The absolutely irreducible characters of a finite group G take their values in a cyclotomic extension of the field of rational numbers, and so are defined in some cyclotomic extension L of any field K of characteristic zero. The purpose of this thesis is to determine the smallest such extension L where K is either the rational field or a certain p-adic field, and G is one of the classical groups defined over a finite field with q elements, Fq. In particular it is shown that there is at least one group defined over Fq in each classical "family" whose characters take values in the ring of Witt vectors W(Fq).

Section 5 of the thesis deals with a different problem.

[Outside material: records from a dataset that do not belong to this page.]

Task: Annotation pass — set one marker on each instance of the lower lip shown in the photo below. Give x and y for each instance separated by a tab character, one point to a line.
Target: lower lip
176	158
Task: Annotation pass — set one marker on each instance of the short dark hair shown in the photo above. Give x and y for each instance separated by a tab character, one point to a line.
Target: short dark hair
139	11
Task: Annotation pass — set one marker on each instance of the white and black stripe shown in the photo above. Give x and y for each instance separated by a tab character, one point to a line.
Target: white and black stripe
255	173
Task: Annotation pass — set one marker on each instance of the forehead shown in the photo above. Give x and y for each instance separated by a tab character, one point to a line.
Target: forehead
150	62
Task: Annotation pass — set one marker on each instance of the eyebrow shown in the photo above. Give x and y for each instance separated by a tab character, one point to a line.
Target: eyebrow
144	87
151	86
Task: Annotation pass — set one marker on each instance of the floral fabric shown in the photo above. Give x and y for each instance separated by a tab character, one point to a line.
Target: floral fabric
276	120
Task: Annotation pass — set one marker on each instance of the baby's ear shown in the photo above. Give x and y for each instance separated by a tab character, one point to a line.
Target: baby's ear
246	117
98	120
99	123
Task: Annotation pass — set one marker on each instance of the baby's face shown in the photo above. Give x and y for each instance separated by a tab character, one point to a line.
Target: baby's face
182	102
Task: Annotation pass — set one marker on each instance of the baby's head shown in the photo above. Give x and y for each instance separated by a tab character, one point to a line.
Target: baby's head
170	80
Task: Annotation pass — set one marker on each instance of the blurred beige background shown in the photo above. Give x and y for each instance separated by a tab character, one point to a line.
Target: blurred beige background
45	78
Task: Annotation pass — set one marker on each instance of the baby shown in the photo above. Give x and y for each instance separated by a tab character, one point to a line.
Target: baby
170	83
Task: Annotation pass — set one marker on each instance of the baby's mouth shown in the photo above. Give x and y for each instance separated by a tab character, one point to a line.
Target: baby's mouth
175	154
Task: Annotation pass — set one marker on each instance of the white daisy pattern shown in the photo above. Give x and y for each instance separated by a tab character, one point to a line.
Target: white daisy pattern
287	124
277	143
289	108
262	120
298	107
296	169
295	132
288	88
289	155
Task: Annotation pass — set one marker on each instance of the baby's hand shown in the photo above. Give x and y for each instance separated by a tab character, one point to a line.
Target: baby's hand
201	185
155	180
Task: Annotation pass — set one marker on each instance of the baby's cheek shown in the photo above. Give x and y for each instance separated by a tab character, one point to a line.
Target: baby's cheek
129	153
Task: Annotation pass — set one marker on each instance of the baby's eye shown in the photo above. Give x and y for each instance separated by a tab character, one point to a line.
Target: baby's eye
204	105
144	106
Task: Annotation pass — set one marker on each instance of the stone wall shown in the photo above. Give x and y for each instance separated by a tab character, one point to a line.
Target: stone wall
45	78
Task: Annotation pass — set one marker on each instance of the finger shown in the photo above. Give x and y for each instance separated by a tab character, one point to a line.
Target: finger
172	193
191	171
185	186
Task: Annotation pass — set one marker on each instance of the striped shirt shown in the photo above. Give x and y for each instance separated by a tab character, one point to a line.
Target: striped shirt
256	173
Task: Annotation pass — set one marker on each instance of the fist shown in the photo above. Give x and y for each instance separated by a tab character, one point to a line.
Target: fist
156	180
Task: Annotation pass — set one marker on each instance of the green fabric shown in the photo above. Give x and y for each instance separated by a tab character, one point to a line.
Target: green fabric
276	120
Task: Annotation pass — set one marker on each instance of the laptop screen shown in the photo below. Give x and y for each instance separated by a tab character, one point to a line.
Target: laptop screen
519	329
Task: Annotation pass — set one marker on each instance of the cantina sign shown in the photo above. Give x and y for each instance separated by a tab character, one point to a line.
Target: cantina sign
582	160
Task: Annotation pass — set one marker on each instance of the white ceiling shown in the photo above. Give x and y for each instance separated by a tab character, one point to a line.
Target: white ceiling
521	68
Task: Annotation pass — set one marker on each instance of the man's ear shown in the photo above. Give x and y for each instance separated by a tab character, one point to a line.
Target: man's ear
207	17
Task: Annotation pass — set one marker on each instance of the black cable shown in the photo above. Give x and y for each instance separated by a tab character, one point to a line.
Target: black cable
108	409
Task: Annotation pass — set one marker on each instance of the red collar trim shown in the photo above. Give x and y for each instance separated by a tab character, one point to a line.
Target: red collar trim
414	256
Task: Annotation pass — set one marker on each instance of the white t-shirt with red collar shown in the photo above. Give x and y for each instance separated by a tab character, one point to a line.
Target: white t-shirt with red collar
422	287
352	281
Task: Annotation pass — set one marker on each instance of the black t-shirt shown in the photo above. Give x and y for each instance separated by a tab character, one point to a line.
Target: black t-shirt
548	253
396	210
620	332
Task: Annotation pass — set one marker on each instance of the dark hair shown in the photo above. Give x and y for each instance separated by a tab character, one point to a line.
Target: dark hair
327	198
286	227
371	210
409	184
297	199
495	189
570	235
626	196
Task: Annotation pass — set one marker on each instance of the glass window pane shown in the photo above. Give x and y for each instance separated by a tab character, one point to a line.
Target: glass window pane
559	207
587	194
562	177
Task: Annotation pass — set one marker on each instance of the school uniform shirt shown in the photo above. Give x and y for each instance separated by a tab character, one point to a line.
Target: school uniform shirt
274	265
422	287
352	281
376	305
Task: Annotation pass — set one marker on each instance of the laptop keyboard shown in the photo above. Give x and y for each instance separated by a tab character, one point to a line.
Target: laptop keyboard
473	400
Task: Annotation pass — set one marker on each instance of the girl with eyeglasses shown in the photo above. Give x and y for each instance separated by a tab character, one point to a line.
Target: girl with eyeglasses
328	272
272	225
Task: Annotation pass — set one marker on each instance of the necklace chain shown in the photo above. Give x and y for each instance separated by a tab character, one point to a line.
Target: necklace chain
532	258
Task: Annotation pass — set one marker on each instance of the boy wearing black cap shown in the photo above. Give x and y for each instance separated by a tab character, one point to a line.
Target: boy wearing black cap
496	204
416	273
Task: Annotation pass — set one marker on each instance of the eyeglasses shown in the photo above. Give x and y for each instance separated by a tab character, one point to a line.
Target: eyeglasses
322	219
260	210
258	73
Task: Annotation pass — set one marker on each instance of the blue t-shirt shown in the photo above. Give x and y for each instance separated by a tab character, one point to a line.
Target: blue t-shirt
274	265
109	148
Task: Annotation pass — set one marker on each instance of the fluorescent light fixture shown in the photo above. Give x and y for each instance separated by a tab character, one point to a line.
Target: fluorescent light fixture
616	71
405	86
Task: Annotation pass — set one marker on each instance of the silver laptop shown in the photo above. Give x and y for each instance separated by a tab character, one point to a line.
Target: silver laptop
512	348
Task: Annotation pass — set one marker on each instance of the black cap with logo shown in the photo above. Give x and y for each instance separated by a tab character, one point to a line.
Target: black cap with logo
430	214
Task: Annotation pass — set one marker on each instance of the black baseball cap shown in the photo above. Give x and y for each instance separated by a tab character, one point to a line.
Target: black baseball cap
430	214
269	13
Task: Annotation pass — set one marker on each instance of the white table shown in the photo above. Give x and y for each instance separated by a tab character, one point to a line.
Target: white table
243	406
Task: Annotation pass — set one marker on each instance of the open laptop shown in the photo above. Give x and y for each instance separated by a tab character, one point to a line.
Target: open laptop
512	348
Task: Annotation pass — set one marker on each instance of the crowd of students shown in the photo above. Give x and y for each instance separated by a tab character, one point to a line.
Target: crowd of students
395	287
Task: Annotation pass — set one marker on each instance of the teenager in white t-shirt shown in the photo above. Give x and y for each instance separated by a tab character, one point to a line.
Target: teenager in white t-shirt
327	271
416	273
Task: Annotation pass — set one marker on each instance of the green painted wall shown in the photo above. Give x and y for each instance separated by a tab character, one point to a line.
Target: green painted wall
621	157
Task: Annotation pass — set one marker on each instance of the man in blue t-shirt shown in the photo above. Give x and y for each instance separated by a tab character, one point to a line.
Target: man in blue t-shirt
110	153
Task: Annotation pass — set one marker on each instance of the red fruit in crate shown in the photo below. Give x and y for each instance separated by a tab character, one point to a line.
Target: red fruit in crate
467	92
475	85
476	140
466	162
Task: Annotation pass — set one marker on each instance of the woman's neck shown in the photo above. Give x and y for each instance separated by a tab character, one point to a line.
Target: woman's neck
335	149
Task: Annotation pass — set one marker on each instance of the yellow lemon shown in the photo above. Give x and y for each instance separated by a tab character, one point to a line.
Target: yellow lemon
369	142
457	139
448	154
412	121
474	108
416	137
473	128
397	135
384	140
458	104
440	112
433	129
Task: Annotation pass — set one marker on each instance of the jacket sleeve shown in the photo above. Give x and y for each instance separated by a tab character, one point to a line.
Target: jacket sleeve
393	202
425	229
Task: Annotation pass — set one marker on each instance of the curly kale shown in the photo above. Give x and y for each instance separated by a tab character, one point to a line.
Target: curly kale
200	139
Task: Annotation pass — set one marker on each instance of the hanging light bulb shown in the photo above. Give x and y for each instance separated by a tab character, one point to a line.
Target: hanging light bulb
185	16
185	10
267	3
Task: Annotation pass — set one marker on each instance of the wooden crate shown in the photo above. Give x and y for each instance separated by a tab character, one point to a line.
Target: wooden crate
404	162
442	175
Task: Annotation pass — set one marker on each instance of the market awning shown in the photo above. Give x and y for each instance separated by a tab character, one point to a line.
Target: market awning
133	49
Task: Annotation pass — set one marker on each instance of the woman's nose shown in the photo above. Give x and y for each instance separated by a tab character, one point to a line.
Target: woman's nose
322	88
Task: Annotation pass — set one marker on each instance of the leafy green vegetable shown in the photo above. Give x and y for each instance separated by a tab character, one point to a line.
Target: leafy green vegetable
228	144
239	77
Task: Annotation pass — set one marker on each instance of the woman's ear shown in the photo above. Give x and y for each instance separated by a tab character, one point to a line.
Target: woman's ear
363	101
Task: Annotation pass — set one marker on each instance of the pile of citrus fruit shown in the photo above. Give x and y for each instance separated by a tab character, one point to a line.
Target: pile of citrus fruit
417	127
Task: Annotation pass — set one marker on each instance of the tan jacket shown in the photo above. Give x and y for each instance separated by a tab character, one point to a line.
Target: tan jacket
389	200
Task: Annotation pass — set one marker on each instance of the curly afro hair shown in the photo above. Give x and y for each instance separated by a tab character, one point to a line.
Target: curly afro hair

A theorem of Frobenius, expressing all the irreducible characters of the symmetric groups as integral linear combinations of the characters of certain permutation representations, is generalised to the Weyl group W(Cn), and some consequences for the representation theory of finite groups with (B,N)-pairs are deduced.

Item Type:	Thesis (PhD)
Subjects:	Q Science > QA Mathematics
Library of Congress Subject Headings (LCSH):	Group theory, Finite groups, Finite fields (Algebra)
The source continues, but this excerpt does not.